How Much Does It Cost To Fuel A Commercial Airliner?

The next time you fly onboard a long-haul international flight across an ocean, your thoughts might shift to the guzzling engines next to you. Thousands of liters burned to fly yourself and tons of cargo around the world for a comparatively low ticket price. How much fuel does a plane need? And what does it cost?

How much fuel do aircraft need?

Every plane is different, and therefore requires a different amount of fuel to fly. Apart from the size and efficiency of the plane itself, other factors affecting fuel use include sector length, taxi time, cargo weight, weather, jet stream direction, and more. To further complicate matters, aircraft don’t fill up their tanks to maximum unless they fly near their max range. After all, a plane also needs to burn fuel to transport the remaining fuel in its tanks, so the less surplus, the better.

Some airlines choose to fill up enough fuel to make 1.5 trips and simply refuel the plane on its return journey. However, refueling a plane is complex and can delay the aircraft’s departure, especially a full tank top-up (such as a widebody aircraft). Others will have enough in the tanks to make the return trip and then some. This is particularly common on shorter flights where fuel is cheaper at the home airport than it is at the destination.

How much does fuel cost?

Naturally, aviation fuel is somewhat different to what you use in a car (although it’s remarkably close to diesel and has been used before to drive a pickup truck). This means that prices vary less than at a gas station, and there is less competition at the pump.
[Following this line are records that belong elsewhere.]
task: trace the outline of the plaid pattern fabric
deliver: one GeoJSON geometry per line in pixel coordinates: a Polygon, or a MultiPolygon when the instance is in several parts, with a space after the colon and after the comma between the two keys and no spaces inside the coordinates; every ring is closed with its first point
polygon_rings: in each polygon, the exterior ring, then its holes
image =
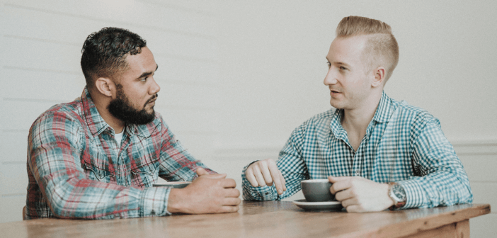
{"type": "Polygon", "coordinates": [[[281,196],[274,185],[252,187],[245,166],[244,198],[280,200],[299,191],[302,180],[360,176],[378,183],[398,182],[407,195],[404,208],[472,202],[462,164],[440,122],[428,112],[384,92],[356,152],[340,123],[343,113],[331,109],[293,131],[277,162],[286,180],[281,196]]]}
{"type": "Polygon", "coordinates": [[[191,181],[205,168],[184,149],[159,113],[127,125],[121,144],[85,88],[81,98],[43,113],[29,132],[28,219],[111,219],[168,215],[161,177],[191,181]]]}

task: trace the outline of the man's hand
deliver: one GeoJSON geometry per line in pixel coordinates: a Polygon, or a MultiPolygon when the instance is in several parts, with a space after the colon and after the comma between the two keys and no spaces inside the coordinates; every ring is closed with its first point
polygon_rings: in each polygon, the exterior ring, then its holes
{"type": "Polygon", "coordinates": [[[171,188],[167,210],[191,214],[236,212],[240,200],[236,183],[226,174],[209,174],[197,169],[198,178],[184,188],[171,188]]]}
{"type": "Polygon", "coordinates": [[[274,183],[278,194],[287,191],[285,178],[278,169],[276,162],[271,159],[260,160],[251,164],[245,171],[245,178],[254,187],[272,186],[274,183]]]}
{"type": "Polygon", "coordinates": [[[388,184],[374,182],[362,177],[333,177],[330,192],[349,212],[384,210],[394,201],[388,196],[388,184]]]}

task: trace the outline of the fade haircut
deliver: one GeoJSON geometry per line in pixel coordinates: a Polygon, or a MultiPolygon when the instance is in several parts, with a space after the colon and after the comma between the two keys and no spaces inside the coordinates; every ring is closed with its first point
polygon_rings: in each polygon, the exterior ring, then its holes
{"type": "Polygon", "coordinates": [[[345,17],[336,28],[336,37],[367,35],[366,47],[362,52],[367,62],[367,72],[379,66],[387,70],[385,83],[390,78],[399,62],[399,45],[388,24],[362,16],[345,17]]]}
{"type": "Polygon", "coordinates": [[[81,69],[88,89],[99,77],[114,79],[127,68],[126,57],[142,52],[147,41],[125,29],[105,28],[86,38],[81,49],[81,69]]]}

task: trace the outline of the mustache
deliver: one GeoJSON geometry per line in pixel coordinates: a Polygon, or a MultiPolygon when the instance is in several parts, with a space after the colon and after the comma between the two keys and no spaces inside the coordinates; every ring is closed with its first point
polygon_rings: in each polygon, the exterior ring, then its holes
{"type": "Polygon", "coordinates": [[[154,95],[154,96],[152,96],[152,98],[150,98],[150,99],[147,101],[147,102],[145,103],[145,105],[147,105],[149,103],[152,102],[152,101],[155,100],[156,98],[157,98],[158,96],[159,96],[159,94],[155,94],[155,95],[154,95]]]}

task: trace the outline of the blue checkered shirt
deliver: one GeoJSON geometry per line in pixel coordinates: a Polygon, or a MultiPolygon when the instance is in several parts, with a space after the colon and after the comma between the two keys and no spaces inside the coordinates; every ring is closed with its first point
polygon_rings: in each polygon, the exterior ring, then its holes
{"type": "Polygon", "coordinates": [[[340,121],[343,110],[331,109],[297,128],[277,162],[287,191],[254,188],[242,172],[245,200],[288,198],[300,181],[329,176],[360,176],[377,183],[397,182],[406,191],[404,208],[433,208],[473,200],[469,181],[440,122],[427,111],[382,94],[375,116],[356,152],[340,121]]]}

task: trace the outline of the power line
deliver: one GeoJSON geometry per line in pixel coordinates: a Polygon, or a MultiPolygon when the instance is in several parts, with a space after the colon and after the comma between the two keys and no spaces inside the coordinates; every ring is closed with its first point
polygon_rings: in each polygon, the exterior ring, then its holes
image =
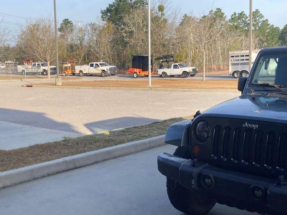
{"type": "Polygon", "coordinates": [[[8,16],[9,17],[17,17],[18,18],[25,18],[26,19],[34,19],[34,20],[36,20],[36,18],[31,18],[30,17],[21,17],[19,16],[15,16],[15,15],[12,15],[11,14],[4,14],[3,13],[0,13],[0,14],[2,15],[5,15],[5,16],[8,16]]]}

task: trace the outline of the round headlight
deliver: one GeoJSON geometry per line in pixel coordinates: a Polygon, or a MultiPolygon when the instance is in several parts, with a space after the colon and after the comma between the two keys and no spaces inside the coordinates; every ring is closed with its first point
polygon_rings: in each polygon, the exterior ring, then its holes
{"type": "Polygon", "coordinates": [[[210,126],[205,121],[201,121],[197,124],[195,132],[201,140],[207,140],[210,136],[210,126]]]}

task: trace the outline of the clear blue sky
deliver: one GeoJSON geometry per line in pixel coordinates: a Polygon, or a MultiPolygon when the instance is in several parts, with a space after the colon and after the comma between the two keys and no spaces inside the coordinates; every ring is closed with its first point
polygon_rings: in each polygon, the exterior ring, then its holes
{"type": "MultiPolygon", "coordinates": [[[[152,0],[152,1],[153,0],[152,0]]],[[[229,17],[233,12],[245,11],[248,14],[249,0],[169,0],[172,6],[180,9],[181,13],[201,16],[211,7],[220,7],[229,17]]],[[[53,0],[2,0],[0,13],[18,16],[37,18],[53,16],[53,0]],[[10,9],[11,8],[11,9],[10,9]]],[[[60,22],[68,18],[75,24],[81,19],[82,24],[95,20],[100,16],[101,10],[105,9],[113,0],[57,0],[58,19],[60,22]]],[[[286,0],[253,0],[254,9],[258,9],[266,18],[274,25],[282,28],[287,24],[286,0]]],[[[11,37],[17,35],[18,25],[25,23],[23,19],[3,17],[0,20],[11,32],[11,37]]]]}

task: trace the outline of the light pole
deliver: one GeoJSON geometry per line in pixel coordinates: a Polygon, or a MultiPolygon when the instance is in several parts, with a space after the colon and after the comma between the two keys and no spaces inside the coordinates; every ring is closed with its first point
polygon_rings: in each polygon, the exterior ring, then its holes
{"type": "Polygon", "coordinates": [[[152,86],[152,54],[151,51],[151,0],[148,1],[149,10],[149,86],[152,86]]]}
{"type": "Polygon", "coordinates": [[[56,41],[56,69],[57,70],[57,78],[56,78],[56,85],[62,85],[62,82],[59,79],[59,52],[58,51],[58,29],[57,28],[57,15],[56,12],[56,0],[54,0],[54,21],[55,22],[55,40],[56,41]]]}
{"type": "Polygon", "coordinates": [[[252,67],[252,50],[253,49],[253,40],[252,39],[253,0],[249,0],[249,73],[252,67]]]}

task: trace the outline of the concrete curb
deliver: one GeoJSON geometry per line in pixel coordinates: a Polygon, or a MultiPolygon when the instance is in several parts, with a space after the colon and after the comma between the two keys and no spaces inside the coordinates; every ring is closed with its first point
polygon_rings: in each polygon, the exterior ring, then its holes
{"type": "Polygon", "coordinates": [[[165,136],[162,135],[0,172],[0,188],[163,146],[165,136]]]}
{"type": "Polygon", "coordinates": [[[33,85],[33,87],[39,88],[56,88],[61,89],[97,89],[101,90],[131,90],[131,91],[174,91],[181,92],[232,92],[238,93],[236,89],[181,89],[181,88],[140,88],[140,87],[107,87],[96,86],[49,86],[49,85],[33,85]]]}

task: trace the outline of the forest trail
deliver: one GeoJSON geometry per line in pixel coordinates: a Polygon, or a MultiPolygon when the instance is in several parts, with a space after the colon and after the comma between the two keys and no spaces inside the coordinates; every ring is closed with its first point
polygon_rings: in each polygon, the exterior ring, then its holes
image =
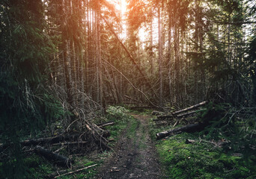
{"type": "Polygon", "coordinates": [[[157,152],[149,134],[149,116],[131,113],[115,153],[99,169],[97,178],[161,178],[157,152]]]}

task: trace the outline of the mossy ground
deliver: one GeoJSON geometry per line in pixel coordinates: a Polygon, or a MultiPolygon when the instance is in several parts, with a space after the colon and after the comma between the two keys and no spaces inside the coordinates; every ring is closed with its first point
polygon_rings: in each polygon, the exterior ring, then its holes
{"type": "MultiPolygon", "coordinates": [[[[127,114],[128,110],[122,107],[110,107],[108,110],[108,115],[105,119],[105,122],[114,121],[115,122],[115,125],[108,126],[105,129],[108,130],[111,133],[111,138],[114,139],[113,142],[109,142],[111,147],[114,146],[117,142],[122,131],[127,127],[129,121],[130,120],[132,128],[131,131],[129,133],[131,137],[133,137],[137,128],[138,123],[136,121],[127,114]]],[[[61,154],[67,156],[68,154],[67,151],[64,149],[60,151],[61,154]]],[[[67,179],[67,178],[94,178],[97,175],[97,169],[103,163],[103,160],[109,157],[112,151],[103,151],[101,153],[97,153],[97,151],[92,152],[89,155],[85,156],[77,156],[73,157],[75,160],[75,164],[73,167],[86,167],[92,166],[94,164],[98,164],[96,167],[85,169],[79,172],[59,177],[60,179],[67,179]]],[[[1,163],[0,163],[0,166],[1,163]]],[[[28,179],[43,179],[49,174],[55,172],[57,170],[65,169],[61,168],[57,168],[53,163],[47,161],[43,157],[37,156],[33,153],[31,154],[28,154],[24,159],[24,165],[26,167],[27,177],[28,179]]],[[[0,167],[1,168],[1,167],[0,167]]],[[[72,169],[68,169],[67,172],[72,171],[72,169]]],[[[0,169],[0,178],[2,171],[0,169]]]]}
{"type": "MultiPolygon", "coordinates": [[[[170,128],[157,128],[152,121],[151,137],[155,139],[156,133],[170,128]]],[[[167,178],[256,178],[256,156],[254,149],[238,150],[241,148],[234,147],[234,141],[222,147],[215,146],[213,142],[210,142],[210,139],[203,132],[183,133],[157,141],[156,148],[167,178]],[[195,142],[186,144],[187,139],[195,142]]],[[[237,143],[243,145],[243,141],[237,141],[237,143]]]]}

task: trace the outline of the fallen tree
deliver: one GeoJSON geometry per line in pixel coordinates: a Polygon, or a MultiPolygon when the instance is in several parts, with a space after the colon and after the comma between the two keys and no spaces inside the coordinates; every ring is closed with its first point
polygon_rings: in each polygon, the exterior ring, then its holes
{"type": "Polygon", "coordinates": [[[181,132],[195,132],[197,131],[200,131],[205,127],[205,125],[203,123],[196,123],[191,124],[188,125],[185,125],[183,127],[177,128],[172,130],[168,130],[166,131],[160,132],[156,134],[156,139],[161,139],[165,136],[174,135],[181,132]]]}
{"type": "Polygon", "coordinates": [[[99,125],[97,125],[99,128],[104,128],[106,126],[109,126],[109,125],[115,125],[115,122],[104,122],[104,123],[101,123],[99,125]]]}
{"type": "Polygon", "coordinates": [[[179,113],[184,113],[184,112],[188,111],[188,110],[194,110],[194,109],[198,108],[199,107],[204,106],[207,103],[207,101],[205,101],[201,102],[199,104],[195,104],[193,106],[191,106],[189,107],[187,107],[187,108],[185,108],[185,109],[176,111],[176,112],[173,113],[172,114],[173,115],[177,115],[179,113]]]}
{"type": "Polygon", "coordinates": [[[67,176],[67,175],[72,175],[72,174],[74,174],[74,173],[77,173],[77,172],[82,172],[85,169],[90,169],[90,168],[92,168],[92,167],[94,167],[97,166],[97,164],[94,164],[94,165],[92,165],[92,166],[86,166],[86,167],[79,167],[79,168],[73,168],[73,171],[70,171],[68,172],[68,170],[61,170],[61,171],[57,171],[54,173],[52,173],[50,175],[48,175],[46,178],[60,178],[60,177],[63,177],[63,176],[67,176]]]}
{"type": "Polygon", "coordinates": [[[53,161],[58,166],[64,166],[64,167],[70,167],[72,163],[73,163],[73,160],[70,160],[68,157],[66,157],[63,155],[60,155],[56,154],[50,150],[44,148],[42,146],[37,145],[34,148],[34,151],[37,154],[43,156],[46,159],[53,161]]]}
But that still doesn’t answer the question of how much fuel costs per aircraft per flight. Here are some example destinations put together by The Points Guy of how much airlines spent on fuel on average in 2019:

  • New York JFK Airport to London Heathrow – $27,270
  • Return to JFK from London Heathrow – $33,411
  • New York JFK to LAX – $10,757
  • LAX to Tokyo Narita – $19,190
  • Chicago to Mami – $4,747
  • Miami to Chicago – $7,201

The return journey north to Chicago costs more fuel (almost 1,000 gallons more), believed to be due to the congestion of landing at a major airport. A good estimation is that a narrowbody aircraft like the Boeing 737 operates at around $1,500 per hour.
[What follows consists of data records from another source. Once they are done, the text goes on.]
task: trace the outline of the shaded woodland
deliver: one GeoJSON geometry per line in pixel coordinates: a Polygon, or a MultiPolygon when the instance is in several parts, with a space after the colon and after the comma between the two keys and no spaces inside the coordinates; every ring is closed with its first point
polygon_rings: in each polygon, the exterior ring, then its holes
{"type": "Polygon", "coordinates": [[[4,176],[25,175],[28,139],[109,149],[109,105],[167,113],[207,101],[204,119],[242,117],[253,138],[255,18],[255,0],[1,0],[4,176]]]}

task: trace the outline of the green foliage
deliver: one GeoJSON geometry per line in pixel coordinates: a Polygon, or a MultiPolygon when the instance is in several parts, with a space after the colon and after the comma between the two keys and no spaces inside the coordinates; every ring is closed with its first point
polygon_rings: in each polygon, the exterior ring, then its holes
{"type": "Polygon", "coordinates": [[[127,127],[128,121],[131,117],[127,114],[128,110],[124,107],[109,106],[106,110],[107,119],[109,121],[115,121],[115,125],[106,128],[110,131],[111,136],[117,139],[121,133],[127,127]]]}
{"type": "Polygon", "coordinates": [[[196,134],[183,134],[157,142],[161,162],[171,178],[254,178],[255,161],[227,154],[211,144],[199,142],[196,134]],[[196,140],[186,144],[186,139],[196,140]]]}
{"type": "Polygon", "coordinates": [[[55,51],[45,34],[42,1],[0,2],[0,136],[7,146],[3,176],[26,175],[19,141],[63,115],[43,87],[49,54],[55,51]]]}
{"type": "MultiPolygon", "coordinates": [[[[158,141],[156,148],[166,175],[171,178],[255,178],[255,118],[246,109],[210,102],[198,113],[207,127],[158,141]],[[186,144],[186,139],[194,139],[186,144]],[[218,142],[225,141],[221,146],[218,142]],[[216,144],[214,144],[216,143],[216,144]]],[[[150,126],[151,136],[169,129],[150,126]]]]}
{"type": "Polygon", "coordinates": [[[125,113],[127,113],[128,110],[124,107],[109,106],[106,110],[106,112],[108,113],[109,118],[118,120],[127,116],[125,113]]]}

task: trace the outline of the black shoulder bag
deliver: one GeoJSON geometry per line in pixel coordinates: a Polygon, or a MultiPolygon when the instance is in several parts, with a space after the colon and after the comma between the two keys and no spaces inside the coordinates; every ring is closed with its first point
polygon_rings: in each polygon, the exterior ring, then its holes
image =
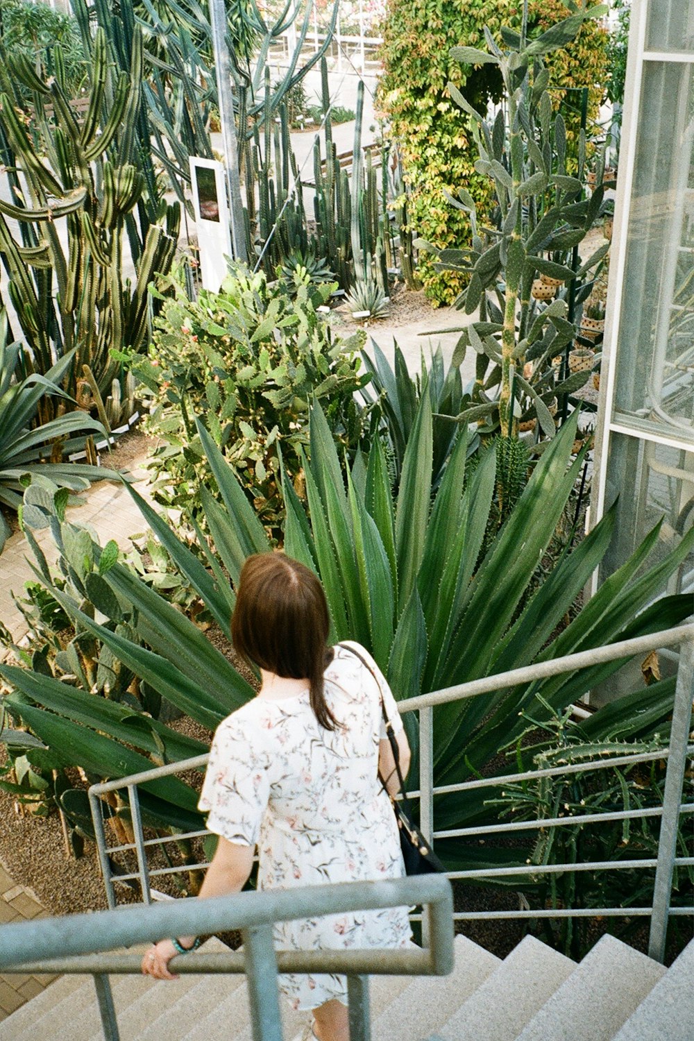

Does this make a profit for the airlines?

Now that we know the aircraft’s price, we can start to number crunch how airlines calculate the cost of a ticket.

Let’s take the previous example of the Boeing 737. First, the airline needs to hire a plane from a leasing agent (or buy it outright); we will assume a cost of $242,000 per month – or per hour, $331 – to sit as a giant paperweight.

For Los Angeles LAX to San Fransisco SFO, this is an average flight time of one hour and 25 minutes. Costing us $2,000 in fuel (rounding) and $481 in lease payments (ignoring costs to board and refuel on each end). A Boeing 737-800 can carry 154 passengers, which at an average price of $100 per ticket (again rounding), is $15,400.

This very rough estimation doesn’t include the myriad of other expenses from maintenance, pilots, food, and cabin crew, nor the extra payments of seat selection, baggage fees, or business class. But as you can see, it only cost $2,000 in fuel and $500 in aircraft rental feels, and the airline made $15,400 – assuming a full plane.